Whacky Bridge of Death

There is a bridge I cross each day that is insane - The Berkeley Bridge over the Elizabeth River in Virginia.
Here is the situation:
Approaching the bridge from the South [and connecting exactly at the bottom of the bridge] is an on-ramp from a check/weigh station, 2 lanes of North bound traffic from a freeway and 3 lanes of North-bound traffic emerging from a tunnel.
All these hit the 3 lane bridge at the same time... who designed this?.
The constant movement of cars ON the bridge itself explains all chaos theories - because despite the insanity, there are rarely accidents and everyone seems to get where they are wanting to go.
People on the left seem to all want to be on the right [for exits I'll get to] and people on the right want the opposite... no one wants the middle because just past the top of the bridge is one of those plastic and metal smashing posts that helps you choose a direction.
Anyway...
Where was I... Oh yeah....
Should you choose to go RIGHT you have 2 lanes that soon merge into 4 headed East.
Should you choose to go LEFT you have 2 lanes with an option to peal off to the right for a loop-around under toward the West. The 2 lanes that continue forward are greeted with a traffic signal within a few yards as your entrance into the city.

I am sure there are worse situations out there... but for the life of me I can't think of one.
:)

Wednesday, April 21, 2004

Writing Style Analysis

A friend of mine found this great website and did an analysis of my writing style.
The analysis checks to see if the words were written by a man or a woman!
A simple cut and paste at first seems like no big deal... but when your gender is on the line it's another story.
Thank God the results were in my favor!
I would hate to have to go home this evening and tell my wife of 19 years that I was actually a woman.
Not that there is anything wrong with that!
:D

Dog Nearly Croaked

Our dog 'Skipper' was napping on a cool air vent yesterday.
One of the items on his collar somehow caught on the vent and when he tried to stand up - he couldn't.

He totally FREAKED!

He pulled the whole vent cover off and thrashed about in the kitchen until it finally broke free.
He was thoroughly dazed and in 'shock' for a few minutes... and rightly so.
He had a nasty gash across his neck that, thank God, didn't cut any arteries.
He recovered by sitting the in the sunshine on our back deck most of the day.
Woof.
Who says only 'CATS' have nine lives!

Monday, April 19, 2004

Firsts

There are few things as precious as a child's first steps, first words, first time they call you DADDY, first bowl of spaghetti, first spilt milk, first joke that isn't funny but you laugh anyway...
... firsts are great.
Well, my 3 year old just hit another FIRSTS milestone...
... He figured out [quite well I must add] how to dial my office phone number from home.
The novelty is almost overwhelming.... both of us!
:)

Friday, April 16, 2004

Great... just great.

I put a counter mechanism on my site and then it starts giving me errors.
Fairly typical... since my middle name is Murphy.
Kidding.
Follow this link anyhow for more Murphy's Laws!
:)

Friday, April 09, 2004

Counterpoint

My narcissism was acting up quite badly today.
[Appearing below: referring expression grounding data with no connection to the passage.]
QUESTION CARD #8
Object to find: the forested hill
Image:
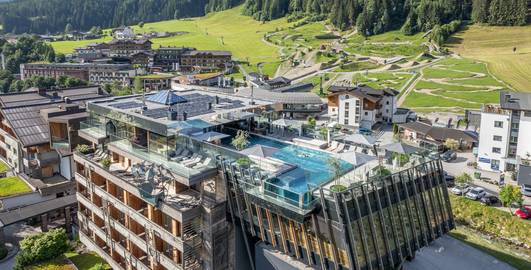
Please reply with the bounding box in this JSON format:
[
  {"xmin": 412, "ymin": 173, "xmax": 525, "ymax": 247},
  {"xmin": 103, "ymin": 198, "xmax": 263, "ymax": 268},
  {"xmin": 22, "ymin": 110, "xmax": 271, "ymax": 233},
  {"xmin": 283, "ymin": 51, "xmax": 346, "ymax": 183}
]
[
  {"xmin": 0, "ymin": 0, "xmax": 528, "ymax": 35},
  {"xmin": 0, "ymin": 0, "xmax": 243, "ymax": 34},
  {"xmin": 243, "ymin": 0, "xmax": 529, "ymax": 35}
]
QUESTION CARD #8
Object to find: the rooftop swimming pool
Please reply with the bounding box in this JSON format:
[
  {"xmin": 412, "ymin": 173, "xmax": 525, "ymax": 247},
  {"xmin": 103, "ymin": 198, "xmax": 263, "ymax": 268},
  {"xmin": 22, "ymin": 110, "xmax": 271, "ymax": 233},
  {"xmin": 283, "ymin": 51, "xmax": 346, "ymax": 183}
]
[{"xmin": 246, "ymin": 135, "xmax": 354, "ymax": 194}]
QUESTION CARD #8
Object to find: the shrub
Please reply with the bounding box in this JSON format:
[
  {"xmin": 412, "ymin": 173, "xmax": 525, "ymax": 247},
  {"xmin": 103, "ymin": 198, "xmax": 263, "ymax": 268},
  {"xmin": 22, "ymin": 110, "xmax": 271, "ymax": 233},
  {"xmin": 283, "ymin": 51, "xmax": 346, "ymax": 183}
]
[
  {"xmin": 236, "ymin": 157, "xmax": 252, "ymax": 167},
  {"xmin": 100, "ymin": 158, "xmax": 112, "ymax": 169},
  {"xmin": 14, "ymin": 228, "xmax": 70, "ymax": 270},
  {"xmin": 0, "ymin": 244, "xmax": 7, "ymax": 260},
  {"xmin": 451, "ymin": 195, "xmax": 531, "ymax": 247},
  {"xmin": 75, "ymin": 144, "xmax": 91, "ymax": 154},
  {"xmin": 372, "ymin": 166, "xmax": 391, "ymax": 177},
  {"xmin": 330, "ymin": 184, "xmax": 347, "ymax": 193},
  {"xmin": 314, "ymin": 33, "xmax": 340, "ymax": 40}
]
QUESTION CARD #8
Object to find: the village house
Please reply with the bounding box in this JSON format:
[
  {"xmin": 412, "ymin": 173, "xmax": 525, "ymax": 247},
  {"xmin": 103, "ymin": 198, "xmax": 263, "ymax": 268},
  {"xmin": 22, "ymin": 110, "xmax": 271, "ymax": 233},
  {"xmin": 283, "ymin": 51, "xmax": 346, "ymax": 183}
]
[{"xmin": 399, "ymin": 121, "xmax": 478, "ymax": 151}]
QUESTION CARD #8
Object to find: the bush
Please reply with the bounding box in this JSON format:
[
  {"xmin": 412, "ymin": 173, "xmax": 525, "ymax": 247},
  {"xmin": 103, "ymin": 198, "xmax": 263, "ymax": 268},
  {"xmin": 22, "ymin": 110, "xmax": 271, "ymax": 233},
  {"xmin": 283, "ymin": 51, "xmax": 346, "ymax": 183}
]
[
  {"xmin": 75, "ymin": 144, "xmax": 91, "ymax": 154},
  {"xmin": 14, "ymin": 228, "xmax": 70, "ymax": 270},
  {"xmin": 372, "ymin": 166, "xmax": 391, "ymax": 177},
  {"xmin": 330, "ymin": 184, "xmax": 347, "ymax": 193},
  {"xmin": 451, "ymin": 195, "xmax": 531, "ymax": 247},
  {"xmin": 100, "ymin": 158, "xmax": 112, "ymax": 169},
  {"xmin": 0, "ymin": 244, "xmax": 7, "ymax": 260},
  {"xmin": 236, "ymin": 157, "xmax": 252, "ymax": 167}
]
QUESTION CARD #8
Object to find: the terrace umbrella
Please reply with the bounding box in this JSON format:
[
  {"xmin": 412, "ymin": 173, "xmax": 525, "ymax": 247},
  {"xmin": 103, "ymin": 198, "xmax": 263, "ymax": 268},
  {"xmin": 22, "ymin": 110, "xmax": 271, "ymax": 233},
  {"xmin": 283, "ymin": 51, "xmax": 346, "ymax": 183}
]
[
  {"xmin": 272, "ymin": 118, "xmax": 303, "ymax": 136},
  {"xmin": 240, "ymin": 144, "xmax": 279, "ymax": 158},
  {"xmin": 338, "ymin": 151, "xmax": 377, "ymax": 167},
  {"xmin": 381, "ymin": 142, "xmax": 422, "ymax": 155},
  {"xmin": 343, "ymin": 133, "xmax": 377, "ymax": 147}
]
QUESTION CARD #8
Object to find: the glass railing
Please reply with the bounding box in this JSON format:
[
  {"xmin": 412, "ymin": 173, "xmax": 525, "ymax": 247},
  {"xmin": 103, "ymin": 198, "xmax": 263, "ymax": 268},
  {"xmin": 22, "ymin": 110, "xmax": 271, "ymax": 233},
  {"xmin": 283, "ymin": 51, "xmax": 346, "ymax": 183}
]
[
  {"xmin": 108, "ymin": 134, "xmax": 216, "ymax": 179},
  {"xmin": 51, "ymin": 136, "xmax": 70, "ymax": 150},
  {"xmin": 79, "ymin": 121, "xmax": 106, "ymax": 139}
]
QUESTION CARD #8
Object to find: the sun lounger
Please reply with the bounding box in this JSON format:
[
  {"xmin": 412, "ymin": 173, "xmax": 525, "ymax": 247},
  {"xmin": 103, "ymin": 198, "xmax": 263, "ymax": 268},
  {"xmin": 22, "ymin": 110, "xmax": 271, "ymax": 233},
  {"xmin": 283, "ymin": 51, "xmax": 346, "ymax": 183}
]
[
  {"xmin": 183, "ymin": 155, "xmax": 202, "ymax": 167},
  {"xmin": 173, "ymin": 150, "xmax": 191, "ymax": 161},
  {"xmin": 334, "ymin": 143, "xmax": 346, "ymax": 153},
  {"xmin": 326, "ymin": 141, "xmax": 338, "ymax": 151},
  {"xmin": 193, "ymin": 157, "xmax": 212, "ymax": 170}
]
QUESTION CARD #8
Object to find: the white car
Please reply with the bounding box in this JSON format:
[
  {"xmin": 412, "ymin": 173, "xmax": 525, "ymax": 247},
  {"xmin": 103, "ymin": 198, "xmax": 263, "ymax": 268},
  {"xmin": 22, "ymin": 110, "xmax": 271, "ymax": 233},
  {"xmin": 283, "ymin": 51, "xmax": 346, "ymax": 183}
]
[
  {"xmin": 466, "ymin": 187, "xmax": 486, "ymax": 200},
  {"xmin": 451, "ymin": 184, "xmax": 470, "ymax": 195}
]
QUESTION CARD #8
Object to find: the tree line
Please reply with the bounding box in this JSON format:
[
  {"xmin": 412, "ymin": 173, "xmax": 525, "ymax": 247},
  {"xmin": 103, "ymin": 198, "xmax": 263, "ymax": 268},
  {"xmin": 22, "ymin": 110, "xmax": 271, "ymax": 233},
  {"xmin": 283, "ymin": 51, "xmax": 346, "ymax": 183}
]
[
  {"xmin": 0, "ymin": 0, "xmax": 241, "ymax": 34},
  {"xmin": 1, "ymin": 0, "xmax": 526, "ymax": 35},
  {"xmin": 242, "ymin": 0, "xmax": 528, "ymax": 36}
]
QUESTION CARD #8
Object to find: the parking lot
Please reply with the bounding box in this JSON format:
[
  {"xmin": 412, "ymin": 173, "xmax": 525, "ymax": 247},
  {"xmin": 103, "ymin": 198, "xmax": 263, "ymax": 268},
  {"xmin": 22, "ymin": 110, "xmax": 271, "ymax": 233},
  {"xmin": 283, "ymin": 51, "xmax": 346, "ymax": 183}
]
[{"xmin": 442, "ymin": 151, "xmax": 531, "ymax": 207}]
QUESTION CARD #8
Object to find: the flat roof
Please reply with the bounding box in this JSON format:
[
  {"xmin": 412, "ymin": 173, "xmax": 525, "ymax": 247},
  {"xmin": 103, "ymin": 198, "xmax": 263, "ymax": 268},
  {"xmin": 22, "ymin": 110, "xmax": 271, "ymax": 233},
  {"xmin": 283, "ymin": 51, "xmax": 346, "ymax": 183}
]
[
  {"xmin": 236, "ymin": 87, "xmax": 323, "ymax": 105},
  {"xmin": 89, "ymin": 89, "xmax": 272, "ymax": 135}
]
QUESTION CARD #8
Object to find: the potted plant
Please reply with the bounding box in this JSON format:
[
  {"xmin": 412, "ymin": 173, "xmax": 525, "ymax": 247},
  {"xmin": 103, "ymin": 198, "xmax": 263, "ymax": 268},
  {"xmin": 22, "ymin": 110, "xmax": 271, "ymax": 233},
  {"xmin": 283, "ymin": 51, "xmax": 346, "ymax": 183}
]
[
  {"xmin": 236, "ymin": 157, "xmax": 252, "ymax": 168},
  {"xmin": 231, "ymin": 130, "xmax": 250, "ymax": 151},
  {"xmin": 328, "ymin": 157, "xmax": 347, "ymax": 193},
  {"xmin": 101, "ymin": 158, "xmax": 112, "ymax": 169},
  {"xmin": 75, "ymin": 144, "xmax": 92, "ymax": 155}
]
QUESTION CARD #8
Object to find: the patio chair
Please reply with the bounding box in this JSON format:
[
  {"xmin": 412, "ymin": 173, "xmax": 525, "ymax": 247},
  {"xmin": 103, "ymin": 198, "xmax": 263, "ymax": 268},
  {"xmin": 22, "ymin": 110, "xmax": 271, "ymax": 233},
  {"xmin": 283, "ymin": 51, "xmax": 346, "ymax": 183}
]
[
  {"xmin": 193, "ymin": 158, "xmax": 212, "ymax": 170},
  {"xmin": 326, "ymin": 141, "xmax": 338, "ymax": 152},
  {"xmin": 180, "ymin": 153, "xmax": 198, "ymax": 163},
  {"xmin": 183, "ymin": 155, "xmax": 202, "ymax": 167},
  {"xmin": 94, "ymin": 152, "xmax": 108, "ymax": 162},
  {"xmin": 173, "ymin": 150, "xmax": 190, "ymax": 161},
  {"xmin": 91, "ymin": 149, "xmax": 103, "ymax": 158}
]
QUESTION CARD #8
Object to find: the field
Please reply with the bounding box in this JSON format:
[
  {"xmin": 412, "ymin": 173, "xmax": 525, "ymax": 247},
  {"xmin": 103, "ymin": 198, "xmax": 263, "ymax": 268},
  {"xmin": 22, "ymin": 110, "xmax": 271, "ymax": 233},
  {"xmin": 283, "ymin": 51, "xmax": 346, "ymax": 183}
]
[
  {"xmin": 51, "ymin": 7, "xmax": 291, "ymax": 68},
  {"xmin": 448, "ymin": 25, "xmax": 531, "ymax": 92},
  {"xmin": 344, "ymin": 30, "xmax": 428, "ymax": 59},
  {"xmin": 402, "ymin": 58, "xmax": 504, "ymax": 111},
  {"xmin": 0, "ymin": 176, "xmax": 31, "ymax": 197},
  {"xmin": 352, "ymin": 71, "xmax": 414, "ymax": 91}
]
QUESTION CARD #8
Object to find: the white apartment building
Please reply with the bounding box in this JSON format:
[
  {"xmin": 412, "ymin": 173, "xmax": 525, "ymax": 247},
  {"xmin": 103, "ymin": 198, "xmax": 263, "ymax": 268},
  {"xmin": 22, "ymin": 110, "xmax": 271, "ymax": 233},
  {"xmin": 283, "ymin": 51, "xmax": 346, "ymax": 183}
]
[
  {"xmin": 477, "ymin": 92, "xmax": 531, "ymax": 172},
  {"xmin": 328, "ymin": 85, "xmax": 398, "ymax": 129}
]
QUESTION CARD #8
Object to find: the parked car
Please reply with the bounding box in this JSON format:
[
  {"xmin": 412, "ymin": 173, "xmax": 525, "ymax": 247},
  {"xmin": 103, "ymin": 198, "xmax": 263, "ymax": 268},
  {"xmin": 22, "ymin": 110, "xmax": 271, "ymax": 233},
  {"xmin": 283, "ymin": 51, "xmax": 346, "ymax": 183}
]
[
  {"xmin": 480, "ymin": 194, "xmax": 500, "ymax": 206},
  {"xmin": 444, "ymin": 171, "xmax": 455, "ymax": 187},
  {"xmin": 514, "ymin": 206, "xmax": 531, "ymax": 219},
  {"xmin": 451, "ymin": 184, "xmax": 470, "ymax": 195},
  {"xmin": 466, "ymin": 187, "xmax": 486, "ymax": 200},
  {"xmin": 521, "ymin": 184, "xmax": 531, "ymax": 197},
  {"xmin": 441, "ymin": 150, "xmax": 457, "ymax": 162}
]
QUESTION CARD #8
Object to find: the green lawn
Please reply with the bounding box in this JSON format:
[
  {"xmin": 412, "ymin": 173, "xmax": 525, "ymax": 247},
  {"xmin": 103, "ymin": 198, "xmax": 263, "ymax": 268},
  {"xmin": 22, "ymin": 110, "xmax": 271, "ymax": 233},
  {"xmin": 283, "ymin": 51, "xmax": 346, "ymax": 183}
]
[
  {"xmin": 352, "ymin": 71, "xmax": 413, "ymax": 90},
  {"xmin": 403, "ymin": 57, "xmax": 503, "ymax": 111},
  {"xmin": 268, "ymin": 21, "xmax": 329, "ymax": 49},
  {"xmin": 450, "ymin": 226, "xmax": 531, "ymax": 270},
  {"xmin": 344, "ymin": 30, "xmax": 427, "ymax": 59},
  {"xmin": 0, "ymin": 176, "xmax": 32, "ymax": 197},
  {"xmin": 51, "ymin": 7, "xmax": 291, "ymax": 67},
  {"xmin": 28, "ymin": 257, "xmax": 75, "ymax": 270},
  {"xmin": 335, "ymin": 61, "xmax": 381, "ymax": 72},
  {"xmin": 65, "ymin": 252, "xmax": 111, "ymax": 270},
  {"xmin": 0, "ymin": 160, "xmax": 9, "ymax": 173}
]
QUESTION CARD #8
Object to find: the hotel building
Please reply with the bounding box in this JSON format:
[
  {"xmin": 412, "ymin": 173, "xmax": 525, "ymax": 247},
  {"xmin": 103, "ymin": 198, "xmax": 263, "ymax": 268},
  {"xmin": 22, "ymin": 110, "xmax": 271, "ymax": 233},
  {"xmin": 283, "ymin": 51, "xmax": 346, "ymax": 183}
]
[{"xmin": 75, "ymin": 89, "xmax": 454, "ymax": 270}]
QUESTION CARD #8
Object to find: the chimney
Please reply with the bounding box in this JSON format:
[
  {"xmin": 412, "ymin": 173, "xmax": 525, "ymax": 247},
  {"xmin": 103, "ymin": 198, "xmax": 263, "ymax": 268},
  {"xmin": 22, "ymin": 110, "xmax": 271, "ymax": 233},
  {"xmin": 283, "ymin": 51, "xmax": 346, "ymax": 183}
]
[
  {"xmin": 215, "ymin": 95, "xmax": 219, "ymax": 104},
  {"xmin": 52, "ymin": 92, "xmax": 59, "ymax": 99},
  {"xmin": 167, "ymin": 109, "xmax": 178, "ymax": 121},
  {"xmin": 208, "ymin": 102, "xmax": 212, "ymax": 110},
  {"xmin": 64, "ymin": 97, "xmax": 72, "ymax": 104},
  {"xmin": 182, "ymin": 111, "xmax": 187, "ymax": 121}
]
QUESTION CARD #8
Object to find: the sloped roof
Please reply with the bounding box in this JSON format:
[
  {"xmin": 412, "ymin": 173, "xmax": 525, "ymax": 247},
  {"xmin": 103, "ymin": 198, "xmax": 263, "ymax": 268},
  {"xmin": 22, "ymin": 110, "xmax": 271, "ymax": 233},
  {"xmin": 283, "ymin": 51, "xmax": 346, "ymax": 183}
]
[
  {"xmin": 338, "ymin": 151, "xmax": 377, "ymax": 166},
  {"xmin": 343, "ymin": 133, "xmax": 377, "ymax": 146},
  {"xmin": 146, "ymin": 90, "xmax": 187, "ymax": 105},
  {"xmin": 400, "ymin": 122, "xmax": 478, "ymax": 143}
]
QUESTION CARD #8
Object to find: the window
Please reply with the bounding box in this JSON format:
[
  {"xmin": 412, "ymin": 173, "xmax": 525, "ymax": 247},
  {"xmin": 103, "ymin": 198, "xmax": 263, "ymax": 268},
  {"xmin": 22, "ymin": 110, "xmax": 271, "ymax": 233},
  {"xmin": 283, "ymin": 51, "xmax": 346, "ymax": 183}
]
[
  {"xmin": 494, "ymin": 121, "xmax": 504, "ymax": 128},
  {"xmin": 365, "ymin": 112, "xmax": 369, "ymax": 116},
  {"xmin": 492, "ymin": 147, "xmax": 501, "ymax": 154},
  {"xmin": 386, "ymin": 101, "xmax": 390, "ymax": 105},
  {"xmin": 493, "ymin": 135, "xmax": 502, "ymax": 141}
]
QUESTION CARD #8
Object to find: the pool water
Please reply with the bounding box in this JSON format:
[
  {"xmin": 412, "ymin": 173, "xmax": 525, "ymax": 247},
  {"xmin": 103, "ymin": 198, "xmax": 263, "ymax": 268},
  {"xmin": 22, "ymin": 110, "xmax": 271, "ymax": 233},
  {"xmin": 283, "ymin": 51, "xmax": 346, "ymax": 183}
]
[{"xmin": 247, "ymin": 136, "xmax": 354, "ymax": 194}]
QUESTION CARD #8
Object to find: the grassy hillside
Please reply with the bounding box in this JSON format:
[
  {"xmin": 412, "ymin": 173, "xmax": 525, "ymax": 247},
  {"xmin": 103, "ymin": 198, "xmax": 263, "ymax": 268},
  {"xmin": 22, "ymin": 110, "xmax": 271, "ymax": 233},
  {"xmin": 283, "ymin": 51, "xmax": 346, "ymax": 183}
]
[
  {"xmin": 51, "ymin": 7, "xmax": 291, "ymax": 67},
  {"xmin": 403, "ymin": 58, "xmax": 504, "ymax": 112},
  {"xmin": 448, "ymin": 25, "xmax": 531, "ymax": 92}
]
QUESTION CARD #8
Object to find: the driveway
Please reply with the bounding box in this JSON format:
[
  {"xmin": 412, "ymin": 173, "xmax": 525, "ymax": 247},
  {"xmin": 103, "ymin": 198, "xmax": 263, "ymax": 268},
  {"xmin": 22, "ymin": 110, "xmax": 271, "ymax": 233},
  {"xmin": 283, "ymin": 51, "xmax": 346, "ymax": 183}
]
[
  {"xmin": 442, "ymin": 151, "xmax": 531, "ymax": 205},
  {"xmin": 405, "ymin": 235, "xmax": 515, "ymax": 270}
]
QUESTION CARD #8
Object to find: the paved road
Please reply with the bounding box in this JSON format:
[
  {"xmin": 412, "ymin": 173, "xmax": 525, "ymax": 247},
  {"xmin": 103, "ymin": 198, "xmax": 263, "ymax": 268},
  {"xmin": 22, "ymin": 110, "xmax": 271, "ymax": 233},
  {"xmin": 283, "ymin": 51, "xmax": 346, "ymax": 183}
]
[{"xmin": 405, "ymin": 235, "xmax": 515, "ymax": 270}]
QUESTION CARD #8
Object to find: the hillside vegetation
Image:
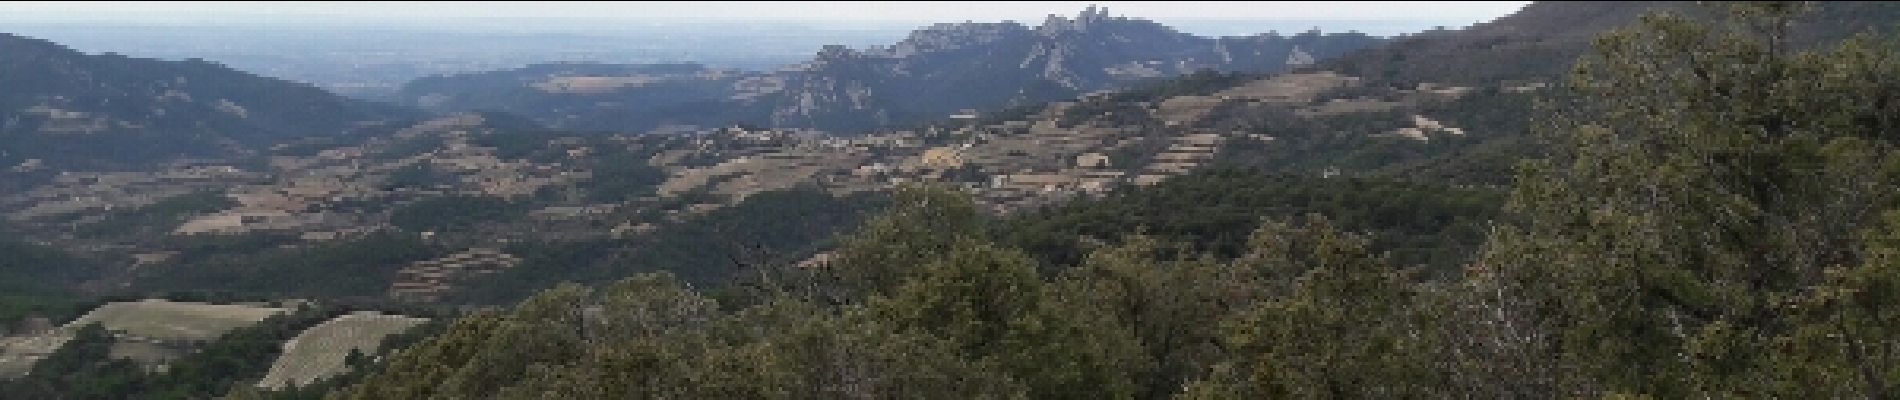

I decided to put a "counter"element on my other blog... The Daily Sketch.
I just had to know how many folks actually look at the sketches besides a few friends and family!!!
:)

Kyrie Eleison

I always wondered what Mister Mister was saying in that song... "Kyrie Eleison"... now I know.

Great, all these years I thought it was just mumbo jumbo song lyrics like "Inna Godda Davida Baby" by Iron Butterfly, or the lyrics "The girl with colitis goes by..." in Lucy in the Sky with Diamonds by Elton John [John Lennon and Paul McCartney original lyrics].
At least those aren't Greek... just mumbles.

Here is a link to more miss-heard lyrics. KISSTHISGUY.COM

Kyrie Eleison is Greek for "Lord Have Mercy".
People cried out for Mercy in the Old Testament and were healed by Jesus on several occasions.

A dying Christian was asked on his death bed, "Are you going to receive your reward?"
"No, no!" he breathed. "I go to receive not my reward but God's mercy."